The U.S. Consumer Is Only Getting Stronger
The underlying driver of growth in the U.S. is the consumer and the consumer is only getting stronger. Starting with the labor data, there is a record number of people working in the U.S. The labor market has been adding about 160,000 news jobs a month for more than five years. The labor force participation rate has begun to climb again. We have historic low unemployment across America and record low unemployment among minorities. And wages are and at a +3% average pace, well above inflation, providing a double-boost to real spending power. I could go on and on.
All that labor market strength adds up to one thing, Consumer Confidence. The Conference Board’s index of Consumer Confidence rose again this month. At 130.7 the reading is up 0.3% from the previous read and points to ongoing strength in the U.S. economy.
Lynn Franco, Senior Director of Economic Indicators at the Conference Board … “Despite the decline in the Present Situation Index, consumers continue to view current conditions quite favorably. Consumers’ short-term expectations improved, and when coupled with solid employment growth, should be enough to continue to support spending and economic growth in the near term.”

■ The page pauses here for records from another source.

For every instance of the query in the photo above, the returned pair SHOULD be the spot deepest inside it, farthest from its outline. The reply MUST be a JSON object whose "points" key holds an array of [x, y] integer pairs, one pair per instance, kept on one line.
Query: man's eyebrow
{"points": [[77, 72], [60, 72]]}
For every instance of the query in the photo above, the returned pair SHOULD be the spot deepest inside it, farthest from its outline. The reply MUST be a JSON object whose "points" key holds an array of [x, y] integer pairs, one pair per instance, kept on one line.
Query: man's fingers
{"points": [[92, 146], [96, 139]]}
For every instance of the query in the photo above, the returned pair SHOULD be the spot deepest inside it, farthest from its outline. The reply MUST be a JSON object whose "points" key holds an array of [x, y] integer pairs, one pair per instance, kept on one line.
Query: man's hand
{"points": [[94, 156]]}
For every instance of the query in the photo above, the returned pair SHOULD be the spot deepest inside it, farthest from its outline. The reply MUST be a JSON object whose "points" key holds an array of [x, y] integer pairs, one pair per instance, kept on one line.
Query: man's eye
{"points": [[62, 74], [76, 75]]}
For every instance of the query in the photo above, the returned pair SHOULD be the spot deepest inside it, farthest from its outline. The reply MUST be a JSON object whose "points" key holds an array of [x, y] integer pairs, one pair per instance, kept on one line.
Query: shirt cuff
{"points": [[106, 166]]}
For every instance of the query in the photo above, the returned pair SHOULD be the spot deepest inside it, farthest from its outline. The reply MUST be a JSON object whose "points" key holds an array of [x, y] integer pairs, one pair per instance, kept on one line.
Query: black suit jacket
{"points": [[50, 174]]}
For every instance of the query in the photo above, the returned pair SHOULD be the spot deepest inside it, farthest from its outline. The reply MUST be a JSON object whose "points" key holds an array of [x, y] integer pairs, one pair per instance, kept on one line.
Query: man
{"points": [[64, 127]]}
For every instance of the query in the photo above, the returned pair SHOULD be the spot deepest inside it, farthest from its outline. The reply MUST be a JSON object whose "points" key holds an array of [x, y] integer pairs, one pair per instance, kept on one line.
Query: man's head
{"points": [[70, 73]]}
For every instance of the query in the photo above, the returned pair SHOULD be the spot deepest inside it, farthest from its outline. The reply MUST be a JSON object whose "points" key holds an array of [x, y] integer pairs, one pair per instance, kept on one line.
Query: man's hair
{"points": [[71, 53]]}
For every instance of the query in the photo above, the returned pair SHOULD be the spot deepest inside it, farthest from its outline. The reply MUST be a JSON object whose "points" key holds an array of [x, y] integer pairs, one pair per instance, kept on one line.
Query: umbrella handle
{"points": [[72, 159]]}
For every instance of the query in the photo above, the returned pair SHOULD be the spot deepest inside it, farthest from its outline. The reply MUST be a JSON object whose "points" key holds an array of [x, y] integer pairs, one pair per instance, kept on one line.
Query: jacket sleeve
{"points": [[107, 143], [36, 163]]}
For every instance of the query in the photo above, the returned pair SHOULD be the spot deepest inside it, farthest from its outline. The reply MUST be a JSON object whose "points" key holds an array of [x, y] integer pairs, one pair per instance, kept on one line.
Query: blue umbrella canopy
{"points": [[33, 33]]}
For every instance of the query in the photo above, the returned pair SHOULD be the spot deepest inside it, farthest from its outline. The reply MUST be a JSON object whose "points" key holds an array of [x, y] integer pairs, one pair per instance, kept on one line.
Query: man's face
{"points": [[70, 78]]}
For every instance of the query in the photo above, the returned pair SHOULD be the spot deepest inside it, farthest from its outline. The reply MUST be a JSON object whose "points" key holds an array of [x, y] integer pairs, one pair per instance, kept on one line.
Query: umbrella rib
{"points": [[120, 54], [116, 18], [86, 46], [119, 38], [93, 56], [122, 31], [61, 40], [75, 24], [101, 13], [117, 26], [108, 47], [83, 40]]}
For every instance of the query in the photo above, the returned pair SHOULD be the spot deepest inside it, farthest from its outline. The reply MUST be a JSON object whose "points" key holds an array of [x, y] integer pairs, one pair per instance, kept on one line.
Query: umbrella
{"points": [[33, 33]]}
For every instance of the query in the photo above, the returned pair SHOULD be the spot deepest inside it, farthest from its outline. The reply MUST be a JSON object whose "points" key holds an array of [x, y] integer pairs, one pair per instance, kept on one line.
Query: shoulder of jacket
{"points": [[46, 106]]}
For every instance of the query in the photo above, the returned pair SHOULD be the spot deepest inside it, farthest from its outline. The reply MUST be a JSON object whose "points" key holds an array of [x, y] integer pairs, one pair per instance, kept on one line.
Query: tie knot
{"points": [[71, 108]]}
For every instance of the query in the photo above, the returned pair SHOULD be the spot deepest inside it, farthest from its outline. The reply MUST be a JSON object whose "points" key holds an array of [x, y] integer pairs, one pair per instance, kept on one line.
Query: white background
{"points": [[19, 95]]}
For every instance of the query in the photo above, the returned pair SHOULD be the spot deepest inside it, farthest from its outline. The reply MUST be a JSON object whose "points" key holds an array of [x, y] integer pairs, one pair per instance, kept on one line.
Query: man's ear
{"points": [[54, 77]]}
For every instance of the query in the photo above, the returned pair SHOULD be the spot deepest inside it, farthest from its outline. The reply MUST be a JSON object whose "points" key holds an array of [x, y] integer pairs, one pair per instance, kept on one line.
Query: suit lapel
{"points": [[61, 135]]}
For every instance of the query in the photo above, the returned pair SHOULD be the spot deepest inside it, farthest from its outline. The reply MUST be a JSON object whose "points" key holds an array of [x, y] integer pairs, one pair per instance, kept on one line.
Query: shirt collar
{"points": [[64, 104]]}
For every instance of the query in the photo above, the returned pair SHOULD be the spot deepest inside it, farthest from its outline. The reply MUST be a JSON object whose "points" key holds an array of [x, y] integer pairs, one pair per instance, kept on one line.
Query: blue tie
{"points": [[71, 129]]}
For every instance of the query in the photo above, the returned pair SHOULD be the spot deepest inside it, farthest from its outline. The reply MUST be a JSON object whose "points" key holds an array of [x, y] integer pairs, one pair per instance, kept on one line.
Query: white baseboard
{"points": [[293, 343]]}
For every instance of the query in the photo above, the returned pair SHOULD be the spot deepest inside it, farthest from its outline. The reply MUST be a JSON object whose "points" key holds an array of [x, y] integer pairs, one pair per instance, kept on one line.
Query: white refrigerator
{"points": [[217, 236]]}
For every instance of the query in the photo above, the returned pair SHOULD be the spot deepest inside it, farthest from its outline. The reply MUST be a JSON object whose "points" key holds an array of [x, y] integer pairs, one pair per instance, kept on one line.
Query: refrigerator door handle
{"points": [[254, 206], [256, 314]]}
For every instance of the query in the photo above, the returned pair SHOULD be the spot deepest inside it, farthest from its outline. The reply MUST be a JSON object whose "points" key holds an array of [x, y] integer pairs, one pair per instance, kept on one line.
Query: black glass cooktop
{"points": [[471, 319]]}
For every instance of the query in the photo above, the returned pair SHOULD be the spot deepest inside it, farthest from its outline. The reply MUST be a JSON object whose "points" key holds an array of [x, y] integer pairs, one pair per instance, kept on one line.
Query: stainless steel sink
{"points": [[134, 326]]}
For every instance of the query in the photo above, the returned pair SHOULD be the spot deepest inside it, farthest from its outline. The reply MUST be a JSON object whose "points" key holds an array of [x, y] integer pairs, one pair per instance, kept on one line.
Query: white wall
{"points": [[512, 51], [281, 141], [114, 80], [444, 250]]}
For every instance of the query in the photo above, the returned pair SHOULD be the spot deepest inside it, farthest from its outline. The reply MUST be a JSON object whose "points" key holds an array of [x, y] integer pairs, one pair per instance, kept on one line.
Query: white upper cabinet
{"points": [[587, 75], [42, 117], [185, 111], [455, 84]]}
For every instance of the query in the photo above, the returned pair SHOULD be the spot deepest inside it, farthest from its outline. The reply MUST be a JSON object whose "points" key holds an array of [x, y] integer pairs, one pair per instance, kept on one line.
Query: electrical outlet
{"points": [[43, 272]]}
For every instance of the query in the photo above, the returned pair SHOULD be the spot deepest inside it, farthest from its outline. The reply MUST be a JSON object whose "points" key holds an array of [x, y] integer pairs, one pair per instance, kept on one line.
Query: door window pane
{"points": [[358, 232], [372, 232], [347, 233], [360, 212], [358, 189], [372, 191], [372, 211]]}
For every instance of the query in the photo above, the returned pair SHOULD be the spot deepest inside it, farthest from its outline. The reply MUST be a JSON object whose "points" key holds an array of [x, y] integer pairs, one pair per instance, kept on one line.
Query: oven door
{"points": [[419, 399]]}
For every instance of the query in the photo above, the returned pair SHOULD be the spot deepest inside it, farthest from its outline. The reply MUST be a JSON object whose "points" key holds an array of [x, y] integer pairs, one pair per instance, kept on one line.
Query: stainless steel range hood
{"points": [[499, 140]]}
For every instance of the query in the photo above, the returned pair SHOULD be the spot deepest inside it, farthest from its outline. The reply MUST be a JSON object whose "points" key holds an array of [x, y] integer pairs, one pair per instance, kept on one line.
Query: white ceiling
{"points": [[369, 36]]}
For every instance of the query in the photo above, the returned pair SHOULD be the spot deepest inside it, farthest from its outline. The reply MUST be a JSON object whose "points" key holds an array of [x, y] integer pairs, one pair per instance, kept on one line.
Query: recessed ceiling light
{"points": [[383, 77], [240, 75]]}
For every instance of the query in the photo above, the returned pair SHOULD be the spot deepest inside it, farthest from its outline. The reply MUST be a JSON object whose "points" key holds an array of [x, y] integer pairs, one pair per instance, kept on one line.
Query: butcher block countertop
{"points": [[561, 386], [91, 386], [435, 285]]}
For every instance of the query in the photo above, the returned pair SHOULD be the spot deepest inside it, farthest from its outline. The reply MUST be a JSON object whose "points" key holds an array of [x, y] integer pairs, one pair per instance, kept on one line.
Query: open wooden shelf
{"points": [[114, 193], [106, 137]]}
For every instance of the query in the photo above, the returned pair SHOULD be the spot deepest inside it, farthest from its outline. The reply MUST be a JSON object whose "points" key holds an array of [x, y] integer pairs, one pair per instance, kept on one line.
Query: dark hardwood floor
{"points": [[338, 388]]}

Cracker Barrel Ups Guidance
Cracker Barrel (CBRL) reported earnings earlier this week. The company reported a slight decline in in-store traffic that was offset by factors that point to continued revenue and earnings growth in 2020. Rising costs related to commodity pricing and labor have prompted Cracker Barrel to raise prices. The program began a year or so ago and resulted in a 4% increase in average check over the last year. Factor in the -0.2% decline in traffic and comps come in at a nice 3.8% and well above expectations.

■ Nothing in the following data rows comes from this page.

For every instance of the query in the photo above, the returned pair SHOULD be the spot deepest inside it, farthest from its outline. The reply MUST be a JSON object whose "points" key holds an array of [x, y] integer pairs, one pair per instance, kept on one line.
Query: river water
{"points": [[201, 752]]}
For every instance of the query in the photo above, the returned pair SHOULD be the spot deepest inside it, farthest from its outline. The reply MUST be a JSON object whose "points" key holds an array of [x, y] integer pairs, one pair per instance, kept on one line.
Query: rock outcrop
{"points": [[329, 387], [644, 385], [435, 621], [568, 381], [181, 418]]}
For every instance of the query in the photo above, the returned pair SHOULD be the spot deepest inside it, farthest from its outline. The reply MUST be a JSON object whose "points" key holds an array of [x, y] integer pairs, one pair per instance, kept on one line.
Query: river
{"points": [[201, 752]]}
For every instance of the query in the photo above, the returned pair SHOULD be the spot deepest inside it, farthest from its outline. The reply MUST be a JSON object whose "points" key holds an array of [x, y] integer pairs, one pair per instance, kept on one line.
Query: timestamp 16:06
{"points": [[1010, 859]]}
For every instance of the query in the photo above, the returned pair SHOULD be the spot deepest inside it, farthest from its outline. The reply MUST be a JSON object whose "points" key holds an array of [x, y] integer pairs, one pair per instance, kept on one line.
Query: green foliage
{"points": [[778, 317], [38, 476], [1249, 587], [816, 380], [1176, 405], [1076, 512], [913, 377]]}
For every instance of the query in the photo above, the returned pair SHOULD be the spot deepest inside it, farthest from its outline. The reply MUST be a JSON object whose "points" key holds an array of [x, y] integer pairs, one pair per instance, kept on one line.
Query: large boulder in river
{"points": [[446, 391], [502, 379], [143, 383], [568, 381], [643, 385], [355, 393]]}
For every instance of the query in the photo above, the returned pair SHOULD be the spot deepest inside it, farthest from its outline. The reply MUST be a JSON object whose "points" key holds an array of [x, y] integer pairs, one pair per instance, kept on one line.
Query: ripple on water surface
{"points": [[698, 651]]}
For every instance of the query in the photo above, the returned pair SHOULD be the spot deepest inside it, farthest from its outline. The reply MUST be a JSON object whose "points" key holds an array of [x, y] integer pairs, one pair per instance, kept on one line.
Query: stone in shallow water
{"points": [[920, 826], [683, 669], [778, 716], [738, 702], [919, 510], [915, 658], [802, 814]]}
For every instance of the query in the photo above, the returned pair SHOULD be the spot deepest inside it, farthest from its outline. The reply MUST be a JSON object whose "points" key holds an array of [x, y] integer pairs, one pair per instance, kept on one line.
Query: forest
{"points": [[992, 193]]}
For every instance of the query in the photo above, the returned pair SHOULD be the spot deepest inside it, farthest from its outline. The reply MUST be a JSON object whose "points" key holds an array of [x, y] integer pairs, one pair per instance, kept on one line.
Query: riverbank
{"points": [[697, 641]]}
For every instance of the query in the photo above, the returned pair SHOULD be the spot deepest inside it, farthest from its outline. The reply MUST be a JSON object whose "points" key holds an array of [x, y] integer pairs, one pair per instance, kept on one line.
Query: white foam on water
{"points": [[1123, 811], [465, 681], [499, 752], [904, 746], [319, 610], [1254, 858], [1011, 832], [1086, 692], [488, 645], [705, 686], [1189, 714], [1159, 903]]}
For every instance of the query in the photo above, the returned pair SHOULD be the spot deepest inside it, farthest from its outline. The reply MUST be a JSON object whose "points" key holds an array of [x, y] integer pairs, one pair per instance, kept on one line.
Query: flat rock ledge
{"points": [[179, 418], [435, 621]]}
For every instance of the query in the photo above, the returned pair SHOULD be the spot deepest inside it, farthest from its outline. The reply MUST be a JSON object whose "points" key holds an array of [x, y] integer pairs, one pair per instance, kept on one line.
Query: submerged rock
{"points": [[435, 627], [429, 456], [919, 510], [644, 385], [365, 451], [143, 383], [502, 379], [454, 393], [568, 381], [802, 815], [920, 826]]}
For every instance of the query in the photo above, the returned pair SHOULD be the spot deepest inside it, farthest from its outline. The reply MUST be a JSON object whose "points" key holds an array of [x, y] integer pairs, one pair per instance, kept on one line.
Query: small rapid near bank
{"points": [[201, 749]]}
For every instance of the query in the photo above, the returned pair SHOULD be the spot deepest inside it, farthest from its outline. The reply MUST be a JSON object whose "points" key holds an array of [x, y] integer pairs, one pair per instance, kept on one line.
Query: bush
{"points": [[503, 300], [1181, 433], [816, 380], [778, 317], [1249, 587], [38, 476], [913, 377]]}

Cracker Barrel has been so successful with the program additional increases are expected this year. Management upped the full-year guidance as well, and to a range above the consensus average. The analysts remain neutral on the stock but I expect that will change as the year progresses. Cracker Barrel is a dividend-payer with 17 years of increases under its belt, a 3.25% yield and a double-digit distribution growth rate.
TJX Companies Is Winning The Retail Wars
While mainstream retailers are battling for consumer dollars, most of them losing, TJX Companies (TJX) quietly sits in the shadows. The company is the parent of TJMaxx and Marshalls, both in business selling discount, overstock, and close-out items. When a big-name retailer goes out of business you can rest assured consumers will find those labels at the local TJX location and for prices well below retail.
TJX Companies just reported earnings and beat consensus estimates on a whopping comp-store figure. The company’s comps surged 6.0% and nearly double the analysts consensus. What makes the comps so dazzling is the fact last year’s Q4 also posted a 6.0% comp-store sales increase. Looking forward, TJX is well-positioned to see growth across all segments.
The only negative is that there is some international exposure but there are two mitigating factors. The first is no exposure to China, the second is the international segment is the leading growth segment with a 10% comp to last year. TJX yield is lower at 1.5% but comes with other perks. TJX is a Dividend Aristocrat, the payout ratio is super low, and the distribution growth rate is double-digit.